Naturalmente a questa una domanda è impossibile rispondere. Essa lancia però una sfida giusta, che accetto senza pretendere di fornire un canone, che sarebbe comunque insoddisfacente alla luce delle tante facce di un Novecento segnato da una pluralità di eventi importanti. 

Quello che posso fare è piuttosto offrire una discussione ragionata di argomenti e quindi di titoli che sarebbe opportuno leggere, e far leggere, e non solo e non tanto agli studenti.

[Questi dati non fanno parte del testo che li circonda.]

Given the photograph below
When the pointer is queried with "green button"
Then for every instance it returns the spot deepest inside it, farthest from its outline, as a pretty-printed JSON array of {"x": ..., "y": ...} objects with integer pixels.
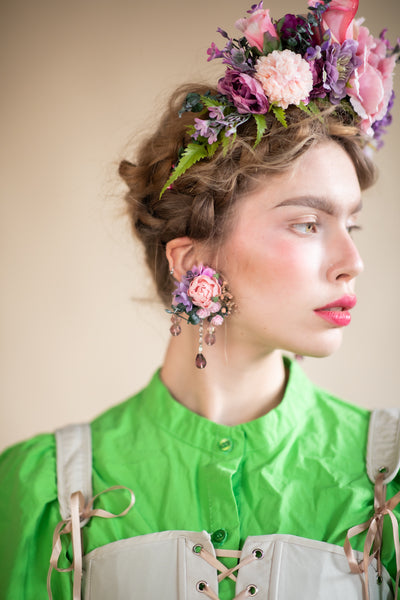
[
  {"x": 225, "y": 445},
  {"x": 219, "y": 536}
]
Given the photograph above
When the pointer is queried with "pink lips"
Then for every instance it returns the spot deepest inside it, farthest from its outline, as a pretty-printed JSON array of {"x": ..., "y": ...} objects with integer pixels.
[{"x": 337, "y": 312}]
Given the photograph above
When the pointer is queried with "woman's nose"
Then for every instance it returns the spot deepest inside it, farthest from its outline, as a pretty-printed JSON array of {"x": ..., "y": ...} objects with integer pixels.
[{"x": 347, "y": 263}]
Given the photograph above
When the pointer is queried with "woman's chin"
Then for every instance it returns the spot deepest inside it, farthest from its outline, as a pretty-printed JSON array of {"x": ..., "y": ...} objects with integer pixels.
[{"x": 321, "y": 348}]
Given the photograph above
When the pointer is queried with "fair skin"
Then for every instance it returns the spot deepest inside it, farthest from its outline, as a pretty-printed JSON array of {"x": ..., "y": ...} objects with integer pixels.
[{"x": 288, "y": 253}]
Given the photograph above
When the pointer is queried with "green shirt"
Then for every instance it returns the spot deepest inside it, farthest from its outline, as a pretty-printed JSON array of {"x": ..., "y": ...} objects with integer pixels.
[{"x": 300, "y": 469}]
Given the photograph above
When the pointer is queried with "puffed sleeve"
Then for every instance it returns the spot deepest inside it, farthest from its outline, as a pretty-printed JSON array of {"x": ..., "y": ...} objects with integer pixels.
[{"x": 29, "y": 513}]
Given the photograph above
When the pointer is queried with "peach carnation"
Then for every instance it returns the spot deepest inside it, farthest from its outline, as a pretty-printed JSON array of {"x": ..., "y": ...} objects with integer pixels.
[{"x": 285, "y": 77}]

L’idea è quella di fornire così un panorama di opere “importanti” nella speranza di aiutare i docenti a impostare degli approfondimenti di grande interesse o a ritagliare dei percorsi, anche modificabili nel tempo, che combinino sguardi e prospettive che sarebbe necessario avere tutti presenti, anche se so bene che ciò non è possibile nemmeno allo storico di mestiere.
Libri, mi si chiede, e di libri parlerò, ma non bisogna dimenticare che sul Novecento abbiamo per fortuna a disposizione, e spesso liberamente su youtube, anche bellissimi film, documentari di alto livello (penso per esempio alla serie sulla storia della guerra fredda preparata dalla CNN o a quella sulla American Experience della PBS, ma anche alle buone produzioni RAI del passato), materiali d’epoca di grande impatto visivo, fotografie e raccolte di documenti, anch’esse spesso consultabili online.

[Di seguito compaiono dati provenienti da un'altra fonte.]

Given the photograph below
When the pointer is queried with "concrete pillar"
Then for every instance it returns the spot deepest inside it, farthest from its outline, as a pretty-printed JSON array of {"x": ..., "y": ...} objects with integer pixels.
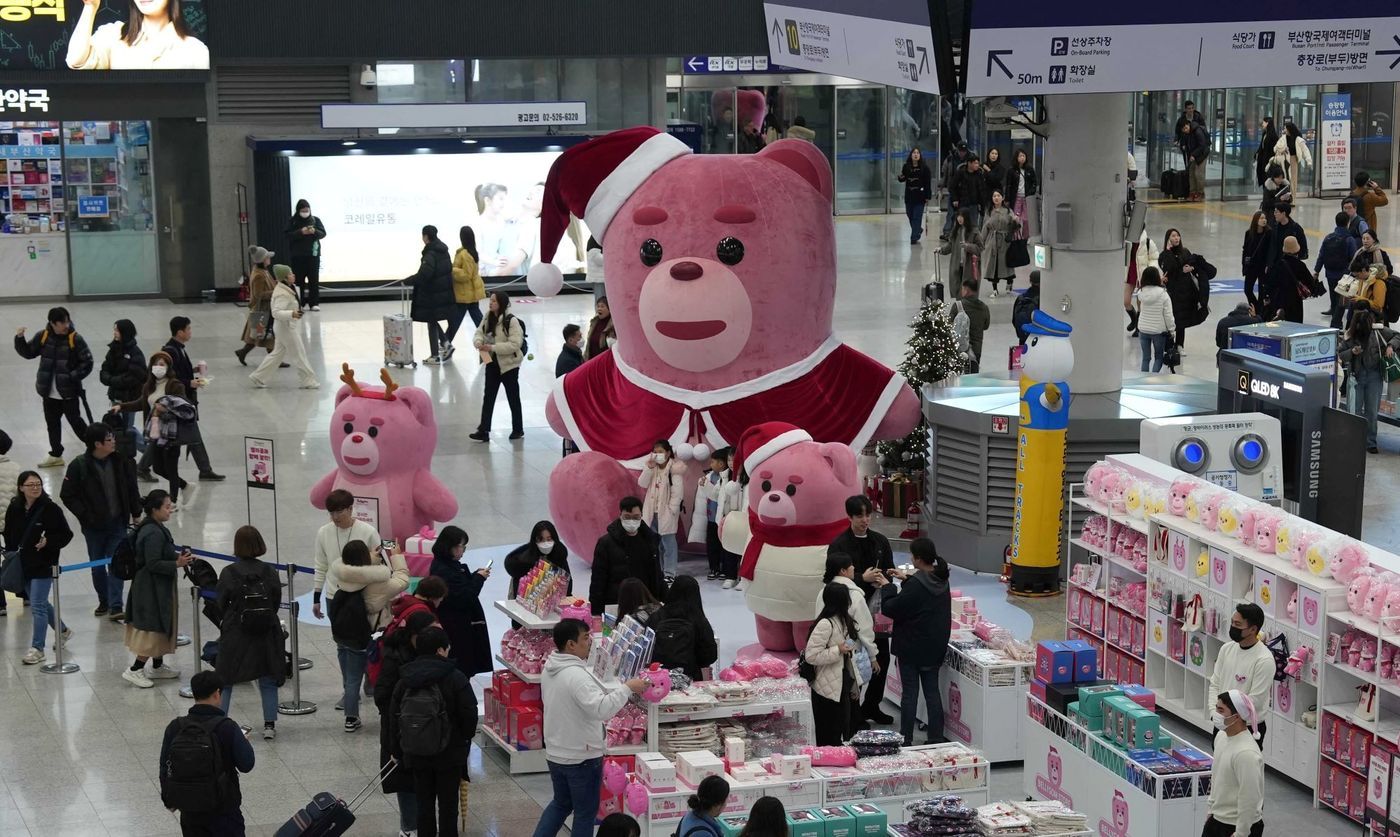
[{"x": 1082, "y": 195}]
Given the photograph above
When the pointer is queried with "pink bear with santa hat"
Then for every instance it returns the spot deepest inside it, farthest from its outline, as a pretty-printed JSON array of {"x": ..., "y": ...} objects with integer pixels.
[
  {"x": 795, "y": 494},
  {"x": 721, "y": 280}
]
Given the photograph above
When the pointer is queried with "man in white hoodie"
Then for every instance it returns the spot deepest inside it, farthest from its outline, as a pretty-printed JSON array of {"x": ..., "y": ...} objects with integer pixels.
[{"x": 576, "y": 708}]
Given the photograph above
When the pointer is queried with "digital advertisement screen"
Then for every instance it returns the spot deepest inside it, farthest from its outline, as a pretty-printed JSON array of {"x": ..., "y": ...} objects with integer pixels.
[
  {"x": 374, "y": 207},
  {"x": 104, "y": 34}
]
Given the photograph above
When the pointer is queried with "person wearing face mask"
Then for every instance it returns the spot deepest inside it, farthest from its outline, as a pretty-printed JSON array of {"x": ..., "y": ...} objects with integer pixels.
[
  {"x": 629, "y": 549},
  {"x": 1246, "y": 662},
  {"x": 1236, "y": 801},
  {"x": 662, "y": 482}
]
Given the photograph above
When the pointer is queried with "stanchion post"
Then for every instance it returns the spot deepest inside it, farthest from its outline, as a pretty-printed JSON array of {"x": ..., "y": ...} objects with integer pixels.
[
  {"x": 58, "y": 666},
  {"x": 296, "y": 706}
]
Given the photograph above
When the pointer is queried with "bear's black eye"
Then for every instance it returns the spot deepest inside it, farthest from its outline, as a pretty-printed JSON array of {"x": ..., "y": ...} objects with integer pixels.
[{"x": 730, "y": 251}]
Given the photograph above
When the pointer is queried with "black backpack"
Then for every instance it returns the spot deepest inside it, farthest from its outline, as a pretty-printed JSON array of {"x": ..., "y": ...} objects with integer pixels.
[
  {"x": 196, "y": 776},
  {"x": 424, "y": 727}
]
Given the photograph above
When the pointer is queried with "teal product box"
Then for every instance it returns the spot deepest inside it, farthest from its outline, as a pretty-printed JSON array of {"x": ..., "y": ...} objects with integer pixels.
[
  {"x": 871, "y": 820},
  {"x": 839, "y": 822}
]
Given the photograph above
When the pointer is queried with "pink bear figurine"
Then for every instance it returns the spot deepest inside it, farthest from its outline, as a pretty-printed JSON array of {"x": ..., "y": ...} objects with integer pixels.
[
  {"x": 382, "y": 438},
  {"x": 797, "y": 493},
  {"x": 721, "y": 279}
]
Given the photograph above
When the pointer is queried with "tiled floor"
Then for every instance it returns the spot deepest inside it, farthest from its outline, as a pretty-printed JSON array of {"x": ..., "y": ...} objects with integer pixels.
[{"x": 79, "y": 750}]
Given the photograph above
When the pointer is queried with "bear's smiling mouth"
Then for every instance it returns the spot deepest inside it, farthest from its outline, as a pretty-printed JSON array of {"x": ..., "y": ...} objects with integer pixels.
[{"x": 699, "y": 329}]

Una grandissima ricchezza, dunque, purtroppo “macchiata” in Italia dal fatto che essa è in buona parte non tradotta, un problema che si ripresenta anche nel caso dei libri: l’interesse dei lettori, degli intellettuali e anche degli storici italiani ha fatto sì che libri fondamentali su esperienze centrali del Novecento – cinesi, indiane, africane ecc. – non siano stati purtroppo pubblicati in italiano, con un danno grave agli orizzonti culturali del nostro paese e alla nostra capacità di leggere il mondo in cui viviamo.

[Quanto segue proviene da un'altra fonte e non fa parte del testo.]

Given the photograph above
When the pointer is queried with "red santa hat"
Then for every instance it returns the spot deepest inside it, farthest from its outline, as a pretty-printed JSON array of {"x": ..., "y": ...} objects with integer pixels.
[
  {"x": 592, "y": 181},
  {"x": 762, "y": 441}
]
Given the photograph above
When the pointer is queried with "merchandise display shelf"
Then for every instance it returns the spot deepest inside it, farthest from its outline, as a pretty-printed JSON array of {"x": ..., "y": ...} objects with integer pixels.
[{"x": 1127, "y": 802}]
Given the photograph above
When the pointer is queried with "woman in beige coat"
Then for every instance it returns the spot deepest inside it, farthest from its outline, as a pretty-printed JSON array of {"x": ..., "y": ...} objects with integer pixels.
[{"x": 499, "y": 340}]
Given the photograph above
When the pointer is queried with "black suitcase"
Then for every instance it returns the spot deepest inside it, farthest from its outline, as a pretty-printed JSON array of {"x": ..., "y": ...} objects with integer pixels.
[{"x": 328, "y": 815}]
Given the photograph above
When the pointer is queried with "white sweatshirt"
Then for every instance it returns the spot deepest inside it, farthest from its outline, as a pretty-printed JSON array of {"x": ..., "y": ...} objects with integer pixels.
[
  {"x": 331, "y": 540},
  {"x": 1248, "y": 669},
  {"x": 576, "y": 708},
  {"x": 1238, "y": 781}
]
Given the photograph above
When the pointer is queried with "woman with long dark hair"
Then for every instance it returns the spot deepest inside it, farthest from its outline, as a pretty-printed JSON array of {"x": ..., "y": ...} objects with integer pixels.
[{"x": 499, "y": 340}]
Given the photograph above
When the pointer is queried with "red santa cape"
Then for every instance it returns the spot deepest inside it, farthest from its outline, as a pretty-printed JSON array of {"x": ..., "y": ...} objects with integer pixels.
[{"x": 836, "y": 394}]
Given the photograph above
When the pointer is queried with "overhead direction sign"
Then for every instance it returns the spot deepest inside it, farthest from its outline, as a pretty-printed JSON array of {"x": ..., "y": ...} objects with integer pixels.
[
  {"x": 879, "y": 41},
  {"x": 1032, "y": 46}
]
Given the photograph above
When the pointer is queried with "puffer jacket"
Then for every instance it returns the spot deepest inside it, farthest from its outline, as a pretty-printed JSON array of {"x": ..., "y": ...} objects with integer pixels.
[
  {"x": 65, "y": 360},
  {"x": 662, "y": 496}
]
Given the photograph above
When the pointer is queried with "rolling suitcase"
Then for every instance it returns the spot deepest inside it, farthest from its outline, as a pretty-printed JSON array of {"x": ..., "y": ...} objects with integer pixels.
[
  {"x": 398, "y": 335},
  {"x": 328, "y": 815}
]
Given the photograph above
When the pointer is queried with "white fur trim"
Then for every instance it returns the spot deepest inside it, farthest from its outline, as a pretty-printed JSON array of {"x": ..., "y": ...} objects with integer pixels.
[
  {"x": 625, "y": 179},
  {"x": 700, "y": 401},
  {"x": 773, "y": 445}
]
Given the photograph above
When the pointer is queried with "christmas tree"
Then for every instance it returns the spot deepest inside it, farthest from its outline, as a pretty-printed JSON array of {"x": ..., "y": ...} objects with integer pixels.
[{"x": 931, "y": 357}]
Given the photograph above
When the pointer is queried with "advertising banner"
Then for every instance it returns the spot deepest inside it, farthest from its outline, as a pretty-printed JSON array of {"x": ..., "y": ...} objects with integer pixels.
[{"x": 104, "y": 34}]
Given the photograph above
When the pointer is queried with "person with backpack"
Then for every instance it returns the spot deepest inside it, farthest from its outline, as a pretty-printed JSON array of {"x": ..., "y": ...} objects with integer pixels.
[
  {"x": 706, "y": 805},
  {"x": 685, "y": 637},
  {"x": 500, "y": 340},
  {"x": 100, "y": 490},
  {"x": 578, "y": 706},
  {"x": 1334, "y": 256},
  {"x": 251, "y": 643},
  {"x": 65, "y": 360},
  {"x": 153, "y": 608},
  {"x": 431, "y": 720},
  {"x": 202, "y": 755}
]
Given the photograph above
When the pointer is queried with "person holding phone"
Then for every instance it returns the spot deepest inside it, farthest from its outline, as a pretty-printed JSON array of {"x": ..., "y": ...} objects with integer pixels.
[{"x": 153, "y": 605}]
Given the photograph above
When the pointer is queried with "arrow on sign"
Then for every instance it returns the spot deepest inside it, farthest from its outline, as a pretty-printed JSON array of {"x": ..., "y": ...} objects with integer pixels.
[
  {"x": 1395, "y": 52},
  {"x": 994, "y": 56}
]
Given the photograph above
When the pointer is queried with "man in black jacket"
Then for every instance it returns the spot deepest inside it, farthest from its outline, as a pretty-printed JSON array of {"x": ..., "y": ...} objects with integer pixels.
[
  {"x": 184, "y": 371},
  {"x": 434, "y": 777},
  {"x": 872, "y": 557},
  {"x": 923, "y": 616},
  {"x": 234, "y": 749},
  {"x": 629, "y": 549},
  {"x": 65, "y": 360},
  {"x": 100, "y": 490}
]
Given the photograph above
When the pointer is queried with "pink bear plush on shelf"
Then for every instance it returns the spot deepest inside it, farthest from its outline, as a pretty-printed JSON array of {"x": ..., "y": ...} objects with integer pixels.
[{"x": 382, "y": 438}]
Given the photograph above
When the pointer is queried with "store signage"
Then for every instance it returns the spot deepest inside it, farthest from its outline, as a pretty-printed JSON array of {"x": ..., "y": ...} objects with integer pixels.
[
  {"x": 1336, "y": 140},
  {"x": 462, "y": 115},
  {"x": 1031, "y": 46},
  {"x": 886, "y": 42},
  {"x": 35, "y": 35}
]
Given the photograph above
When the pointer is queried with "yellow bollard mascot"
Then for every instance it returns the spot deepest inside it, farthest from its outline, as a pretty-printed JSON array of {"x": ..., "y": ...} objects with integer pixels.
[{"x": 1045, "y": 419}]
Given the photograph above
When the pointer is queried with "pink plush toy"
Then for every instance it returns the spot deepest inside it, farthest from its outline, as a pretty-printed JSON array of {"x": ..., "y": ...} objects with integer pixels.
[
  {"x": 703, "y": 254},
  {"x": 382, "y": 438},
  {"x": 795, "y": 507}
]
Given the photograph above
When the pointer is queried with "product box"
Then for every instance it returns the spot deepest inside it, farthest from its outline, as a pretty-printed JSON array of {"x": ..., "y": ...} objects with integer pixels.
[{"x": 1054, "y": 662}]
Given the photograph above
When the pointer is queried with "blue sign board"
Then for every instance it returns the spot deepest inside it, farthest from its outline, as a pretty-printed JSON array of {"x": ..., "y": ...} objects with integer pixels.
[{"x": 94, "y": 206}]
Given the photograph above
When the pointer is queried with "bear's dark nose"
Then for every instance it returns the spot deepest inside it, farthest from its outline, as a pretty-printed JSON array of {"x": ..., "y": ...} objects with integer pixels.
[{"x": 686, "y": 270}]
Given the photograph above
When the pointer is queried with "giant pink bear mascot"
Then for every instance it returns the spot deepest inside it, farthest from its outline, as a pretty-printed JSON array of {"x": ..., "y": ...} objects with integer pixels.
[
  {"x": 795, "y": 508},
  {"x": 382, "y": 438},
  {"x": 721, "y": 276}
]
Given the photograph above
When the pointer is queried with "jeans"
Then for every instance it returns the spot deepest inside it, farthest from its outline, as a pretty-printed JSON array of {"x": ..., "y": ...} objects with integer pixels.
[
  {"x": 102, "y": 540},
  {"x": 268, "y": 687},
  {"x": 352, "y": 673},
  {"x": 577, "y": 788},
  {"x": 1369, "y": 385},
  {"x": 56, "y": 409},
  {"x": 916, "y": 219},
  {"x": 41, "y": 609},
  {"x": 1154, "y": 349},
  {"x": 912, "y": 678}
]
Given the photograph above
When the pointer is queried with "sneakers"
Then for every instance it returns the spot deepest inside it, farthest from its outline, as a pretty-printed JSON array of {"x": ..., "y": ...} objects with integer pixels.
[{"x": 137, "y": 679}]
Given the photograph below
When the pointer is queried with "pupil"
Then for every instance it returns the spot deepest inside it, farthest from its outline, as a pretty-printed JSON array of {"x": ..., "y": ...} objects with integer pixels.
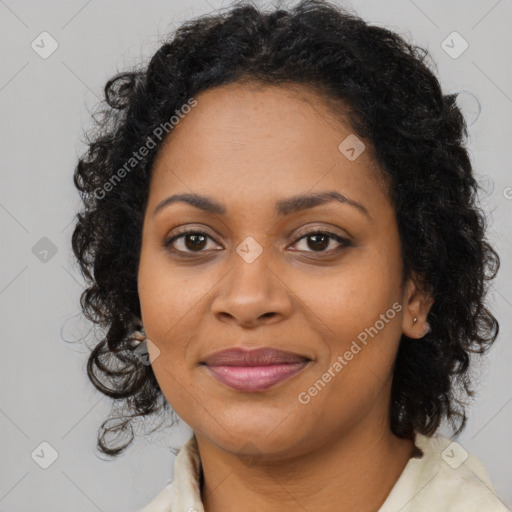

Per fortuna i romanzi si traducono di più, e quindi nel campo della letteratura il danno è minore. Segnalerò inoltre lo stesso dei titoli di una mia lista ideale, anche quando essi non sono editi in Italia. Lo farò perché è importante capire che comprendere il Novecento restando in un’Europa al massimo allargata all’America settentrionale, e spesso privata della sua parte orientale, è davvero impossibile. L’Italia, l’Europa, e l’Occidente non vanno certo abbandonati, anche perché sono al centro della nostra storia e della nostra cultura, ma quello passato è stato anche il secolo della decolonizzazione, delle tragedie e poi dell’incredibile boom cinese, del fondamentalismo islamico come del “risveglio” (un termine naturalmente inadeguato) indiano e del mondo africano. Dimenticarlo rende se non ciechi certo molto miopi.

Limitandosi ai libri penso sia utile seguire tre piste diverse, ancorché naturalmente intrecciate: quella delle autobiografie e delle memorie, che pur con qualche precauzione ci permettono di entrare direttamente in contatto col secolo così come esso fu vissuto da suoi protagonisti più o meno importanti; quella della letteratura, che è stata talvolta capace di illuminare un’epoca in modo più vivo e realistico di tanti libri di storia; e quella dei libri di storia veri e propri, che nei casi migliori forniscono impianti interpretativi che permettono di capire. Essi sono però talvolta porte di ingresso al passato più faticose delle prime due anche perché – e proprio nei casi migliori – più intellettualmente dense e alte.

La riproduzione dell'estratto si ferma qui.